Letta in questo senso la questione del ritmo non solo permette di disseppellire in seno alla riflessione deleuziana un posto per la musica, ma assegna a quest’ultima una postura e una dimensione speculativa di primo ordine, le quali trasformano in tal modo il pensiero dell’autore di Differenza e ripetizione in una immensa enciclopedia obliqua del fatto estetico [8], che non smettono di comunicare nervosamente e fertilmente tra di loro, in un processo di instancabile slittamento detererritorializzante che conduce a vedere nel cinema uno specchio infranto di segni che rimandano all’immagine intesa quale penombra paranoide della realtà, nella letteratura una possente trama di visioni schizoidi nel profondo grembo delle quali l’allucinazione assurge a matrice direttiva del retto rapporto con il mondo esterno e nella musica l’istanza spettrale di una tortuosa ubiquità del presente che non torna e non muta, ma piuttosto finisce per ricollocarsi sempre all’altezza di un principio del tempo nel cui immobile rivenire è elusa ogni origine semplice.


[1] Cfr E. Benveniste, Problemi di linguistica generale, trad di M. V. Giuliani, Il Saggiatore, Milano, 1971, p. 396 e sgg..
[2] D. Cohen-Lévinas, “Deleuze musicien”, in Rue Descartes, n. 20, Gilles Deleuze, immanence et vie, (mai 1998), pp. 137-147, tradotto in questa stessa sezione con il titolo: Deleuze musicista.
[3] Ivi, p. 137.
[4] G. Deleuze, Differenza e ripetizione, a cura di G. Guglielmi, Il Mulino, Bologna 1971, pp. 141-159.

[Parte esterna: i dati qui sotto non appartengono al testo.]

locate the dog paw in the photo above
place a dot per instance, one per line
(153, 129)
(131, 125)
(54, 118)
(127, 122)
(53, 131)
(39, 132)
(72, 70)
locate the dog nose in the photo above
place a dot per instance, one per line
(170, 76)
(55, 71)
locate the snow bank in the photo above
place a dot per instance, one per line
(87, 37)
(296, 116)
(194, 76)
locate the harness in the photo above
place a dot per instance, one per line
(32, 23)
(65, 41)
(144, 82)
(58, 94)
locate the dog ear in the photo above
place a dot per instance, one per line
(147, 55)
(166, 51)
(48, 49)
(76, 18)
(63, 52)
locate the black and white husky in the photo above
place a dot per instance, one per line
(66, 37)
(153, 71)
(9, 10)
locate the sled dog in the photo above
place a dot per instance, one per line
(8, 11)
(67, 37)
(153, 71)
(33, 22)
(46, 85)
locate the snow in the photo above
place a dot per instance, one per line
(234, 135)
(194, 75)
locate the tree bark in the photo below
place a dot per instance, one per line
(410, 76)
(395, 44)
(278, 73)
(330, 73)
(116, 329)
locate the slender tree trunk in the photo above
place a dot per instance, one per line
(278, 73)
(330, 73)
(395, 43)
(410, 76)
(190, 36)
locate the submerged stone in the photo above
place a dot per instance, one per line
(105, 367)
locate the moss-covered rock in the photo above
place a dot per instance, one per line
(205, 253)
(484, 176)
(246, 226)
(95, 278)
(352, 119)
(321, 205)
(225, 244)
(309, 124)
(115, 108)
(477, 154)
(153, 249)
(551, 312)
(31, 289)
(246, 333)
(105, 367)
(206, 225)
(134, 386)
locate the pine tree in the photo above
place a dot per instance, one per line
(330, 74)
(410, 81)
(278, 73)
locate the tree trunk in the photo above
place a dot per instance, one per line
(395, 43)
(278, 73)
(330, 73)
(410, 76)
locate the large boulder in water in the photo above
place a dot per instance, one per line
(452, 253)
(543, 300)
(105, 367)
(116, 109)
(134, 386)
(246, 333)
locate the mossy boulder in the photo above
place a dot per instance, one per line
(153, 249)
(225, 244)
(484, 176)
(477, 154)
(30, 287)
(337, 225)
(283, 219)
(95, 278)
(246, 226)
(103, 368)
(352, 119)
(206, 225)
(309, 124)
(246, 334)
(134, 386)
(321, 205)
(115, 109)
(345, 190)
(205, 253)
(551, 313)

[5] D. Cohen-Lévinas, “Deleuze musicien”, cit., p. 141.
[6] G. Deleuze-F. Guattari, Mille piani, a cura di M. Carboni, Castelvecchi, Roma 2014, pp. 456-474.
[7] D. Cohen-Lévinas, “Deleuze musicien”, cit., p. 145.
[8] Intendiamo qui estetico nell’accezione in cui viene tratteggiato soprattutto in J. Rancière, Aisthesis, Galilée, Paris 2011.